Medical Research: Why did you decide to study this topic?

Dr. Nieuwenhuijse : The introduction of new orthopaedic implants and related technologies has been the focus of major scientific and policy discussions since the failures of articular surface replacement and large head size metal-on-metal articulations in total hip replacement were brought to light. However, scientists and policy makers seem to “run out of steam,” and the momentum for change generated by these recent high profile failures is waning. The consequences of uncontrolled device introduction worldwide may not be fully recognised by the scientific community and there is a high likelihood that current practice regarding device innovations will not change much. As such, there is a need to investigate whether the problems associated with the articular surface replacement and large head size metal-on-metal articulation are isolated events or if there is a systemic problem affecting the introduction of a much wider range of implantable devices.
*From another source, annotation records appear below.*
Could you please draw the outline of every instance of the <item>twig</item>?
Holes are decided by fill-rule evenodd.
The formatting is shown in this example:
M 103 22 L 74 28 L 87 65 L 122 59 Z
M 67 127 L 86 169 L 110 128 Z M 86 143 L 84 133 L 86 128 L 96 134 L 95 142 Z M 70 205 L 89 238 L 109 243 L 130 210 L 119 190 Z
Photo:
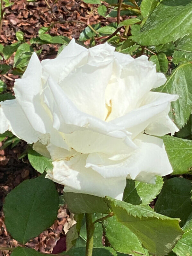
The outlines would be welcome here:
M 50 6 L 50 5 L 49 5 L 49 4 L 48 2 L 48 1 L 47 1 L 47 0 L 44 0 L 44 1 L 45 2 L 45 3 L 46 3 L 46 4 L 47 5 L 47 7 L 48 7 L 48 8 L 49 8 L 49 9 L 51 11 L 51 14 L 52 14 L 52 15 L 53 15 L 53 18 L 54 19 L 56 19 L 56 16 L 53 13 L 53 9 L 52 9 L 52 8 L 53 7 L 53 5 L 54 4 L 53 4 L 52 5 L 52 6 L 51 7 L 51 6 Z
M 1 75 L 1 74 L 0 74 L 0 75 Z M 4 76 L 5 78 L 8 79 L 8 80 L 9 80 L 10 81 L 13 81 L 13 82 L 15 81 L 14 79 L 13 79 L 11 77 L 9 77 L 8 76 L 6 75 L 2 75 L 3 76 Z
M 102 41 L 101 42 L 103 44 L 103 43 L 105 43 L 106 42 L 107 42 L 107 41 L 108 41 L 109 39 L 112 38 L 113 36 L 115 36 L 116 35 L 116 34 L 121 30 L 121 27 L 118 28 L 117 28 L 116 30 L 115 31 L 113 32 L 113 33 L 112 34 L 111 34 L 108 37 L 107 37 L 107 38 L 106 38 L 105 39 L 104 39 L 104 40 L 103 41 Z
M 149 50 L 148 49 L 147 49 L 147 48 L 146 48 L 146 47 L 144 47 L 144 49 L 145 49 L 145 50 L 146 50 L 147 51 L 148 51 L 151 52 L 152 53 L 153 53 L 153 54 L 154 54 L 155 55 L 157 55 L 157 54 L 156 53 L 155 53 L 154 52 L 152 52 L 152 51 L 151 51 L 151 50 Z
M 17 3 L 17 2 L 18 2 L 19 1 L 19 0 L 15 0 L 15 1 L 13 4 L 12 4 L 12 5 L 13 5 L 13 4 L 16 4 Z M 8 8 L 10 6 L 7 6 L 6 7 L 4 7 L 3 9 L 3 0 L 0 0 L 0 1 L 1 1 L 1 10 L 0 11 L 0 15 L 1 15 L 1 17 L 0 17 L 0 37 L 1 34 L 1 30 L 2 30 L 2 26 L 3 25 L 3 18 L 4 13 L 4 12 L 5 10 L 7 8 Z
M 109 213 L 108 215 L 102 217 L 102 218 L 100 218 L 100 219 L 98 219 L 96 220 L 95 220 L 93 223 L 93 224 L 95 224 L 96 222 L 102 222 L 103 220 L 106 220 L 106 219 L 108 219 L 108 218 L 110 218 L 110 217 L 112 217 L 114 216 L 114 214 L 113 212 Z
M 3 25 L 3 0 L 0 0 L 1 1 L 1 10 L 0 11 L 0 36 L 1 34 L 1 30 L 2 29 L 2 25 Z
M 82 23 L 82 24 L 84 24 L 85 25 L 87 25 L 87 26 L 89 27 L 91 29 L 92 31 L 94 32 L 95 34 L 96 34 L 96 35 L 99 35 L 99 33 L 98 32 L 97 32 L 97 31 L 95 30 L 90 25 L 90 24 L 87 24 L 86 22 L 84 22 L 83 21 L 76 21 L 76 20 L 71 20 L 71 21 L 56 21 L 55 22 L 54 22 L 54 23 L 53 23 L 52 24 L 49 26 L 49 27 L 52 27 L 54 26 L 56 24 L 57 24 L 58 23 L 60 23 L 61 24 L 64 24 L 65 23 L 66 23 L 67 22 L 69 22 L 72 23 L 73 22 L 76 22 L 76 23 Z
M 117 23 L 118 24 L 120 22 L 120 14 L 121 13 L 121 5 L 123 3 L 123 0 L 119 0 L 119 2 L 118 4 L 118 8 L 117 9 Z

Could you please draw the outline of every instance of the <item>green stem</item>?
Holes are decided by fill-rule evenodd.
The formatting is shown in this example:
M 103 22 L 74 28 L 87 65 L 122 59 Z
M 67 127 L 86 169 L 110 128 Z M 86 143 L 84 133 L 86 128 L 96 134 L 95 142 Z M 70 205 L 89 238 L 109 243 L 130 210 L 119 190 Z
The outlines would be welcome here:
M 91 29 L 92 31 L 94 32 L 96 35 L 99 35 L 99 34 L 91 26 L 90 24 L 87 24 L 87 26 L 89 27 L 90 29 Z
M 91 213 L 85 213 L 87 243 L 86 256 L 92 256 L 93 245 L 93 233 L 95 227 L 93 223 Z

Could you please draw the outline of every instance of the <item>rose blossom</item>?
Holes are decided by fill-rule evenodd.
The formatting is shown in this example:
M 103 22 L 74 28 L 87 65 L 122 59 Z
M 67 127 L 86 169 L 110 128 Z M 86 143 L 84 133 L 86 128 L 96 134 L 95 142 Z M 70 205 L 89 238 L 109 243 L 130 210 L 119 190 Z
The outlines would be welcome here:
M 54 59 L 33 53 L 16 99 L 1 103 L 0 132 L 36 143 L 53 160 L 47 177 L 65 191 L 122 200 L 126 178 L 153 183 L 172 172 L 155 136 L 178 131 L 168 116 L 178 97 L 150 91 L 166 78 L 146 56 L 114 50 L 73 39 Z

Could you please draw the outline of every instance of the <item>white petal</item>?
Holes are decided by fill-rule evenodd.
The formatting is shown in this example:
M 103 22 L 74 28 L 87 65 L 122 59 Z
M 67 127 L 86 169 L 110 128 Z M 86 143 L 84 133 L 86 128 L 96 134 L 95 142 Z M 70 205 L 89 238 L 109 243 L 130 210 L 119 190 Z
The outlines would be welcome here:
M 154 181 L 155 176 L 164 176 L 172 172 L 162 139 L 140 134 L 134 140 L 138 146 L 121 159 L 100 153 L 90 154 L 86 167 L 91 167 L 104 178 L 128 177 L 147 183 Z
M 99 151 L 107 153 L 106 149 L 111 146 L 111 150 L 122 147 L 127 152 L 130 147 L 136 148 L 130 139 L 131 134 L 124 127 L 80 111 L 50 77 L 43 93 L 53 115 L 54 127 L 66 134 L 67 144 L 76 151 L 83 153 L 97 152 L 99 146 Z
M 17 101 L 36 131 L 46 133 L 47 122 L 45 111 L 41 104 L 42 66 L 35 53 L 33 54 L 21 79 L 17 79 L 14 90 Z
M 168 114 L 170 102 L 178 98 L 177 95 L 149 92 L 141 102 L 140 108 L 110 122 L 126 127 L 133 134 L 132 138 L 144 130 L 158 136 L 170 132 L 174 134 L 178 130 Z
M 59 85 L 79 110 L 104 120 L 105 91 L 112 74 L 114 56 L 109 53 L 103 60 L 102 53 L 100 62 L 99 54 L 96 60 L 90 56 L 88 64 L 77 68 L 74 74 L 70 73 Z
M 54 161 L 59 161 L 64 158 L 69 159 L 75 152 L 74 149 L 67 150 L 64 148 L 56 146 L 51 143 L 48 144 L 46 148 L 50 154 L 51 158 Z
M 104 179 L 92 168 L 85 167 L 87 155 L 77 154 L 69 161 L 53 162 L 52 173 L 46 178 L 65 186 L 64 192 L 88 194 L 104 197 L 108 196 L 122 200 L 126 179 Z
M 107 88 L 107 102 L 111 102 L 111 108 L 108 121 L 139 107 L 146 94 L 166 81 L 164 75 L 157 73 L 155 66 L 146 56 L 127 58 L 125 65 L 117 59 L 115 69 L 119 70 L 118 75 L 116 74 Z M 123 60 L 123 63 L 126 63 Z
M 55 59 L 47 59 L 41 64 L 47 73 L 57 82 L 62 80 L 76 67 L 86 64 L 88 57 L 88 50 L 75 42 L 72 39 L 69 44 Z M 48 77 L 44 79 L 46 80 Z
M 44 136 L 34 130 L 15 100 L 2 102 L 0 106 L 0 133 L 9 130 L 17 137 L 30 144 L 40 140 Z
M 68 149 L 65 138 L 53 128 L 49 110 L 42 102 L 42 70 L 38 57 L 34 53 L 22 78 L 16 79 L 15 83 L 16 100 L 35 130 L 45 134 L 46 137 L 50 137 L 51 142 L 56 146 Z M 47 143 L 47 141 L 41 142 L 44 144 Z

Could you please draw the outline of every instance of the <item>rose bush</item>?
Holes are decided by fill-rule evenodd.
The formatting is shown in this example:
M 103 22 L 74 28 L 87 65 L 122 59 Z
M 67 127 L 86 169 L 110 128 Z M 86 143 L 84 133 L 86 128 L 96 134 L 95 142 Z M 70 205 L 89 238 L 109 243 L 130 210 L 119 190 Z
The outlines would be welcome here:
M 168 116 L 178 96 L 151 91 L 166 81 L 142 56 L 107 43 L 89 49 L 73 40 L 54 59 L 34 53 L 1 102 L 7 130 L 51 157 L 47 177 L 80 192 L 122 200 L 126 178 L 153 183 L 172 168 L 162 139 L 178 129 Z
In this study, we systematically evaluate the evidence concerning the introduction of five substantial, innovative, relatively recent, and already widely implemented device technologies used in major total joint replacement to determine the evidence of effectiveness and safety for introduction of five recent and ostensibly high value implantable devices in major joint replacement to illustrate the need for change and inform guidance on evidence based introduction of new implants into healthcare.